As odd as it may look, the light "is correctly placed for vehicular traffic control for those turning east on to Bloomington Road from Prospect Avenue, which is why it is visible from the nearby restaurant," Koester said.
"Since Bloomington Road intersects Prospect Avenue at an angle, the right turn is offset from the main intersection. Once a vehicle enters the area to make the turn, other traffic lights are not visible. Also, since there is a marked crosswalk that runs at an angle from where the sidewalks connect, it is important to ensure that vehicles follow proper traffic control and stop at the stop bar when the light is red."
"In the last few months I've noticed a black band wrapped around many wooden telephone poles. I don't recall seeing this before. It's not on every pole. This is not something that's just local. I have also seen this in Iowa and Indiana. Any idea what the purpose of these bands might serve?"
We asked Marcelyn Love, a spokeswoman for Ameren Illinois, the local electricity provider.
"Without seeing a picture: If the wrap is located near the ground line it is a preservative treatment that adds a protective element to the wood, with the intent of extending pole life by countering bacteria that could cause decay in the wood pole," she said.
"If it's a hard plastic located approximately 6 feet or so off of the ground, it is intended to prevent squirrels and other small animals from gaining traction to climb the pole."
Weather stations where the buffalo roamed
"It appears there are several weather collecting stations in and around Buffalo Trace Trail at Lake of the Woods County Park on the north side of Mahomet. Is it weather data that is being collected and for what reason?"

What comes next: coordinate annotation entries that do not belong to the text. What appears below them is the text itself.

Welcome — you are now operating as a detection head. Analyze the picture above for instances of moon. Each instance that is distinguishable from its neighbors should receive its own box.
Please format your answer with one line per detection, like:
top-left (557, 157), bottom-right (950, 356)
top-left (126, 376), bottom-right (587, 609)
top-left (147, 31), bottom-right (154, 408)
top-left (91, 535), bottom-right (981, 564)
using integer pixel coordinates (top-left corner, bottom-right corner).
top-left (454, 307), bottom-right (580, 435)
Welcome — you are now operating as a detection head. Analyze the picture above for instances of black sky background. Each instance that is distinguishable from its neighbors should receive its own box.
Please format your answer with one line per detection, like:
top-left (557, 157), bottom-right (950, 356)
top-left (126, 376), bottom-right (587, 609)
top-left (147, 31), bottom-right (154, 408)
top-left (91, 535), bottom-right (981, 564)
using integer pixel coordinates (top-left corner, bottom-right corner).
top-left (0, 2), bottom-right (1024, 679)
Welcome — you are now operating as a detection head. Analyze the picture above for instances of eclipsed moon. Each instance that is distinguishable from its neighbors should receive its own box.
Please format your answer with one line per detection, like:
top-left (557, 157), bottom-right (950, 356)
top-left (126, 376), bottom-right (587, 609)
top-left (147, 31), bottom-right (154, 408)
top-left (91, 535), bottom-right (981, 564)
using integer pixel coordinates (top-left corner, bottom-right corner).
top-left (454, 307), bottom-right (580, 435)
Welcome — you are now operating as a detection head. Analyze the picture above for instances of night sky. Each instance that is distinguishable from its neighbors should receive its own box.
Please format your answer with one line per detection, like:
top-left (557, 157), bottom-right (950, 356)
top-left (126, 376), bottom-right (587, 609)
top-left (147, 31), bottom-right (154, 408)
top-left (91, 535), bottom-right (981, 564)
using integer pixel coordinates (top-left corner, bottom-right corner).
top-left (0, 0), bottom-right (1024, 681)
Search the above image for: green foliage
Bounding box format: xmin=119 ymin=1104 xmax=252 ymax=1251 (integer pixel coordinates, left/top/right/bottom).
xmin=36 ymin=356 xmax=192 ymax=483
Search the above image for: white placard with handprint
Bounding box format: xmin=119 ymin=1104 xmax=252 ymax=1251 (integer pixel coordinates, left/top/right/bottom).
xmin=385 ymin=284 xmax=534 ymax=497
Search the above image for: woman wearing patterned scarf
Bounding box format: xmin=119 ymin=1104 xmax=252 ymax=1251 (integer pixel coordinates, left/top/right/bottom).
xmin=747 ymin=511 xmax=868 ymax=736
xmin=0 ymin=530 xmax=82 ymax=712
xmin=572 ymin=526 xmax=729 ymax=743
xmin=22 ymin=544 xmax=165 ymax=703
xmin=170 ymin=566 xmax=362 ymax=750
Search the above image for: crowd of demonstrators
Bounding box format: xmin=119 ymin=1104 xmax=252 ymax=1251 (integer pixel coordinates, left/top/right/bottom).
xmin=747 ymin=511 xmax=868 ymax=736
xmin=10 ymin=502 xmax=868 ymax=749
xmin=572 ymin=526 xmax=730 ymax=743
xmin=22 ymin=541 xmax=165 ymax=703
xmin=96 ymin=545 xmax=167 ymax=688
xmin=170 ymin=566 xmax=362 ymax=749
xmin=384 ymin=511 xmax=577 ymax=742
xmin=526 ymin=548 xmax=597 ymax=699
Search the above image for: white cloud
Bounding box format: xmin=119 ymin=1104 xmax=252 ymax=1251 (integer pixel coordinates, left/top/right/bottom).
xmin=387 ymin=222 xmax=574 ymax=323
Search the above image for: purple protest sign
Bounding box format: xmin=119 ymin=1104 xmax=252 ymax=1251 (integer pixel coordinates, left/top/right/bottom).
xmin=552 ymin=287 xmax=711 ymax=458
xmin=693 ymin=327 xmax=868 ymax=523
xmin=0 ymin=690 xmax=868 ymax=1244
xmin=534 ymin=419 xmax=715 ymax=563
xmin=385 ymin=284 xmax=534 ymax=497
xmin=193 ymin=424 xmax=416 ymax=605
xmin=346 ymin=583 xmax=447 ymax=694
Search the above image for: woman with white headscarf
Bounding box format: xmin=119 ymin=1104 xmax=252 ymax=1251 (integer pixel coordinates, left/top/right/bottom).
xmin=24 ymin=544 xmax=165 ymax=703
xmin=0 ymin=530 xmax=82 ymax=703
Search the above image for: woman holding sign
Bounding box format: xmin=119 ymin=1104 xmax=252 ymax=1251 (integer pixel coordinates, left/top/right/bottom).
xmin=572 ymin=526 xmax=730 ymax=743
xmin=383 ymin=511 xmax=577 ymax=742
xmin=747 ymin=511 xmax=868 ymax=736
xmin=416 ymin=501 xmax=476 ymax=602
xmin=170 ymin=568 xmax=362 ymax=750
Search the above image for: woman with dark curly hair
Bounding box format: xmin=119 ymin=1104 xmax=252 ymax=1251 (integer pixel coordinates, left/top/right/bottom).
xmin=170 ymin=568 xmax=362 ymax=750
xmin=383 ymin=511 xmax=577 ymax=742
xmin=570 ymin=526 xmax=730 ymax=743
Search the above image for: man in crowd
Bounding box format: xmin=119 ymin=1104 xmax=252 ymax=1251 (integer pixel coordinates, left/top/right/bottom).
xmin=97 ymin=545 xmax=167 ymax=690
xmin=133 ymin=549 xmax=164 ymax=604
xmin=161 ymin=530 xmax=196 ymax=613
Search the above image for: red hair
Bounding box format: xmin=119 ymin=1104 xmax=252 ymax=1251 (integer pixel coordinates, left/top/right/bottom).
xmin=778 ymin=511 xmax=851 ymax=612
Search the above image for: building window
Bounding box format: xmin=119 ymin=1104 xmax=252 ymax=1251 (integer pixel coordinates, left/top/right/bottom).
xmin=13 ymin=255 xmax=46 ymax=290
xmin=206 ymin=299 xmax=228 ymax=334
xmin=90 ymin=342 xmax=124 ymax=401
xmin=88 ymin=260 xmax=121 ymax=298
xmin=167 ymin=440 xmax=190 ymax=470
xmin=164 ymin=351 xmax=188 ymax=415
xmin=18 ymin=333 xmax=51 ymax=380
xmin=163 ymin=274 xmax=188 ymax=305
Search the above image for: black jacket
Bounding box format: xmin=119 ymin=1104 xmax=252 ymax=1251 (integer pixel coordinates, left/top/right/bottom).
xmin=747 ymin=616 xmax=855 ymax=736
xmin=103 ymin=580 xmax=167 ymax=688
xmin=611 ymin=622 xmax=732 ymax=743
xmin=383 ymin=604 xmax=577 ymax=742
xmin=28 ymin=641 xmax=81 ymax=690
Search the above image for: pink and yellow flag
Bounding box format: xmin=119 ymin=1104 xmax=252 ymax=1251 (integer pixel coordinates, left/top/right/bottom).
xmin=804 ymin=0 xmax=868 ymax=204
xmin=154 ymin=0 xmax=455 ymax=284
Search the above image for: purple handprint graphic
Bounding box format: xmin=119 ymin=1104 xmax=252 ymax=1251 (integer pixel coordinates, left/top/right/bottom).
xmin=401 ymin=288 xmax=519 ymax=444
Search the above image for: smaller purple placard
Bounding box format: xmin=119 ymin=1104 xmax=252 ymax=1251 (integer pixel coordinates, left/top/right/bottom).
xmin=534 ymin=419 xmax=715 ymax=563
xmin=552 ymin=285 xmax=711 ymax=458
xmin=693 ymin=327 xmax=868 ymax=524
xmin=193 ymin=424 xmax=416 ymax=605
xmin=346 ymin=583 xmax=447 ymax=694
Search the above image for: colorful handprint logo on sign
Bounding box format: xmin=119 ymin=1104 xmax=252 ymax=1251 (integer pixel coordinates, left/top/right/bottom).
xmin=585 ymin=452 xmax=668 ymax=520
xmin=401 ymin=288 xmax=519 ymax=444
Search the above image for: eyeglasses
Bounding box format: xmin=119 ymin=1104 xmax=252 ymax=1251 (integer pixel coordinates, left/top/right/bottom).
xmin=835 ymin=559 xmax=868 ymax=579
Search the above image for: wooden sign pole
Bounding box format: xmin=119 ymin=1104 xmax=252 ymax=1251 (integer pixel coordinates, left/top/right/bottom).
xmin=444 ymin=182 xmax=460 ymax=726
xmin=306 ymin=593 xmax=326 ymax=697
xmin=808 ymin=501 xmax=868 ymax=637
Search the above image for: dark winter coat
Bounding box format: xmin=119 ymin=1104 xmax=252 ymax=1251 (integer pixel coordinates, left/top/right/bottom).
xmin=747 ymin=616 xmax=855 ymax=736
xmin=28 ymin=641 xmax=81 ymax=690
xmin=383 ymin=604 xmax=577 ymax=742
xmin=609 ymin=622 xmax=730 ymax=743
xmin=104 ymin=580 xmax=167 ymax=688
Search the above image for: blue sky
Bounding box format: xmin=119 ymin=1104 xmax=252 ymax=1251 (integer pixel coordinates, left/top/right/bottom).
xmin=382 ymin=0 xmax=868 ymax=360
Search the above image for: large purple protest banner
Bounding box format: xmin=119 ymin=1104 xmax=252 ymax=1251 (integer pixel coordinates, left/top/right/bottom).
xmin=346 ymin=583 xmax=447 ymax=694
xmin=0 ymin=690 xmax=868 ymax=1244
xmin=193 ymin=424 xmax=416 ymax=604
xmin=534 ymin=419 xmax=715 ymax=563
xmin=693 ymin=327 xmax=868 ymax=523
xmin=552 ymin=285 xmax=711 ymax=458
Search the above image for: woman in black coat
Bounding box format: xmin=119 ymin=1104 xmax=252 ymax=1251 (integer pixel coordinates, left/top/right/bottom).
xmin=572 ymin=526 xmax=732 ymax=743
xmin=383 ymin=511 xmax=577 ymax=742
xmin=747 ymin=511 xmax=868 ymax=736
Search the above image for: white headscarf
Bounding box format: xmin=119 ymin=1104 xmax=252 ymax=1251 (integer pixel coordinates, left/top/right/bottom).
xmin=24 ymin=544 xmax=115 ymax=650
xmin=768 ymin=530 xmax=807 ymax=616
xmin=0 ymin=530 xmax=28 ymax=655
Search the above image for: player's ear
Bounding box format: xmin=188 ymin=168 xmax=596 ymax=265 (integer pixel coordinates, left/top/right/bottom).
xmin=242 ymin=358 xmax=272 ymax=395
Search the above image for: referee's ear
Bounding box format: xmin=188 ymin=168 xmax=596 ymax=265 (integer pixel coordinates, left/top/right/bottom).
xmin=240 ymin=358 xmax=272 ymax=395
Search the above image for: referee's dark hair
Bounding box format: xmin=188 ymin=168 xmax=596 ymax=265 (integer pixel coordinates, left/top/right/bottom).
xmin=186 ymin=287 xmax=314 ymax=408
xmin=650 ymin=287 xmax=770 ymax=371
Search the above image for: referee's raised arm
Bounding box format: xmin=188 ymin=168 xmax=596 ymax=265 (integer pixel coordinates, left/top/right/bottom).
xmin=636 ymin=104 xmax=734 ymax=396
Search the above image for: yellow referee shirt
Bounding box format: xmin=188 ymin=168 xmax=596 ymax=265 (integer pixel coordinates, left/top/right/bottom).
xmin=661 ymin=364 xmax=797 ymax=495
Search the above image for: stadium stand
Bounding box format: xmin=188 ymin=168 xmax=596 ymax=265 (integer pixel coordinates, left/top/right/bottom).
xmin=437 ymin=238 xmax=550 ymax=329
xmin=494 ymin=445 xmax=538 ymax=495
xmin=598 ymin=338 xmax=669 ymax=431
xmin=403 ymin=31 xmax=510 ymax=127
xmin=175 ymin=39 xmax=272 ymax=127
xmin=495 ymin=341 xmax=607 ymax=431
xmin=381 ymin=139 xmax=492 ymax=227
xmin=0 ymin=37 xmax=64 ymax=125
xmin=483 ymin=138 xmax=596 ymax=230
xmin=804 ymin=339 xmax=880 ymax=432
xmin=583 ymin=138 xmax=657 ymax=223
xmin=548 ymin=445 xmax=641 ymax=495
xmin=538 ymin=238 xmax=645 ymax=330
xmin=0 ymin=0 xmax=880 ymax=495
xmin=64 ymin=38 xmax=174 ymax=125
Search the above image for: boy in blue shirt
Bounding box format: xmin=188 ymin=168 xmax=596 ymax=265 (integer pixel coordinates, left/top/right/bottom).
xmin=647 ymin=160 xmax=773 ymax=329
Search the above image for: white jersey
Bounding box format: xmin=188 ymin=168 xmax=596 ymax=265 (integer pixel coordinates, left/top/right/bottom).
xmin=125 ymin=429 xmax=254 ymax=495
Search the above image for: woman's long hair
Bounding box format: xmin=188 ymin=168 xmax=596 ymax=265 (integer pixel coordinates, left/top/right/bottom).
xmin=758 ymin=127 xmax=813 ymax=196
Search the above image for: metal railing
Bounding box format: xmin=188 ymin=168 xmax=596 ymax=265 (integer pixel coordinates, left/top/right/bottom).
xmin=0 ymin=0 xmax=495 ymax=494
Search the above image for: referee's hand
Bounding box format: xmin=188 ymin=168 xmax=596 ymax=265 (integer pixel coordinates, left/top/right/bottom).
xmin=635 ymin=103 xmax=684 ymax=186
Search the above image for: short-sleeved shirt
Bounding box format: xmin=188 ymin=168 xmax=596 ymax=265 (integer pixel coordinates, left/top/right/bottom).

Congratulations on your powers of observation at this interesting spot north of I-74 where bison once drank at the Sangamon River and grazed on the tall prairie grass. This spot was part of a well-worn buffalo trail that later was used by a railroad line, then U.S. 150 and eventually I-74.
As for the instruments you spotted, yes, they are in place to measure atmospheric data, such as stability and flow, and were erected by a team from the University of South Carolina Department of Geography along with the Climate and Atmospheric Sciences Section of the Prairie Research Institute at the University of Illinois, said Michael Daab, the natural resources director at the Champaign County Forest Preserve District.
The instruments are set to be removed from the site by the end of November, he said.
Toys R Us store
"What will be going in old Toys R Us?"
For now, nothing, said Larry Happ, Champaign's building safety supervisor. He said there are no building permit applications for the former toy store at 40 E. Anthony.
Perhaps it will become a new Toys R Us.
On Oct. 2, Geoffrey, LLC, Toys "R" Us, Inc.'s intellectual property holding company subsidiary, announced it is "moving forward with a plan for substantially all of its assets to be acquired by a group of investors led by Geoffrey, LLC's existing secured lenders."
The transition of the business to its new owners is pending approval of the United States Bankruptcy Court.
"Geoffrey, LLC, as reorganized, will control a portfolio of intellectual property that includes trademarks, ecommerce assets and data associated with the Toys 'R' Us and Babies 'R' Us businesses in the United States and all over the world, including a portfolio of over 20 well-known toy and baby brands such as Imaginarium, Koala Baby, Fastlane and Journey Girls," said a statement from the company. "The reorganized company will own rights to the Toys 'R' Us and Babies 'R' Us brands in all markets globally, with the exception of Canada."